Case Studies

Abstract

We present a number of non-trivial, linear and nonlinear examples of initial boundary value and time-periodic parabolic partial differential equations. Each problem is solved with the appropriate variant of the multigrid waveform relaxation method as well as with “the best” standard parabolic solver. The differences in performance are explained and the theoretical results obtained in the previous chapters are illustrated. It is shown that the waveform relaxation methods are competitive on sequential processors, and that they outperform the standard techniques on parallel machines. In particular we illustrate that on a 16-processor vector hypercube waveform relaxation can be faster than any of the standard approaches by a factor of ten up to forty.

Suppose you want to teach the “cat” concept to a very young child. Do you explain that a cat is a relatively small, primarily carnivorous mammal with retractile claws, a distinctive sonic output, etc.? I bet not. You probably show the kid a lot of different cats, saying “kitty” each time, until it gets the idea. To put it more generally, generalizations are best made by abstraction from experience.

—R.P. Boas, “Can we make mathematics intelligible” (Am. Math.
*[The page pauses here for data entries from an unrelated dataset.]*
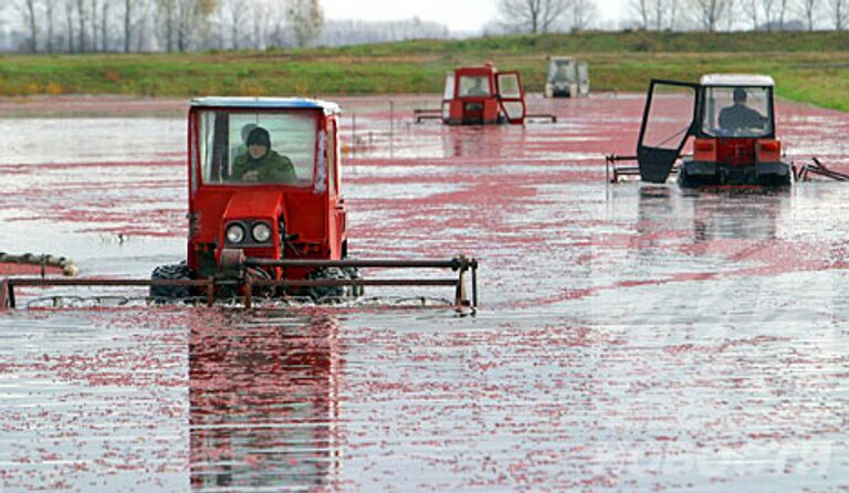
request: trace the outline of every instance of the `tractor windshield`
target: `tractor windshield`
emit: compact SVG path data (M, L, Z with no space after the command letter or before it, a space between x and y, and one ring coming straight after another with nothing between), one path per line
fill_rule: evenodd
M207 111L199 119L205 183L312 186L315 115Z
M460 77L460 97L486 97L490 94L490 77L485 75Z
M768 87L708 87L703 133L713 137L758 138L772 135Z

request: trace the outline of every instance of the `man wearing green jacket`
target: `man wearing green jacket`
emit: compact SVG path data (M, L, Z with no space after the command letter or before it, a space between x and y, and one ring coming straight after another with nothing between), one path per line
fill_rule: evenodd
M241 181L294 183L297 181L292 160L271 150L269 130L256 127L248 134L248 154L235 158L232 177Z

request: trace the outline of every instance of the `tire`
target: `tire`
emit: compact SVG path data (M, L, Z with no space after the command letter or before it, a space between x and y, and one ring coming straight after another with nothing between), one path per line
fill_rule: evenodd
M343 272L345 273L345 276L349 280L363 277L363 274L359 272L359 269L357 268L345 268L343 269ZM350 286L350 296L356 298L356 297L363 297L365 295L366 295L366 286Z
M153 281L189 281L191 269L186 262L159 265L150 273ZM191 296L191 289L186 286L150 286L150 297L159 303L186 300Z

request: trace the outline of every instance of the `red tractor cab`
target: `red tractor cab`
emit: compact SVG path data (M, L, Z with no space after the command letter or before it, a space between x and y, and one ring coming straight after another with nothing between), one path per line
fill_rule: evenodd
M347 255L339 107L297 98L205 97L189 111L187 261L155 280L208 279L250 259ZM356 269L255 268L266 280L357 277ZM186 287L151 286L151 297Z
M346 259L338 115L336 104L313 99L193 99L187 260L154 270L150 297L235 298L250 307L255 296L318 302L359 297L366 285L424 285L452 286L454 305L473 307L474 259ZM364 280L360 268L450 269L458 276Z
M681 186L786 186L792 165L775 138L775 82L765 75L712 74L699 84L652 80L637 160L643 181L662 183L679 164Z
Monthly 10, p. 727, Dec. 1981).

Although their work differs from the experimental research associated with, say, test tubes and noxious chemicals, mathematicians, like chemists and other researchers, often collect piles of data — whether prime numbers or diagrams of knots — before they can begin to extract and abstract the principles that account for their observations.

—I. Peterson, “Searching for new mathematics”, (SIAM Review Vol. 33, No. 1, pp. 37–42, March 1991).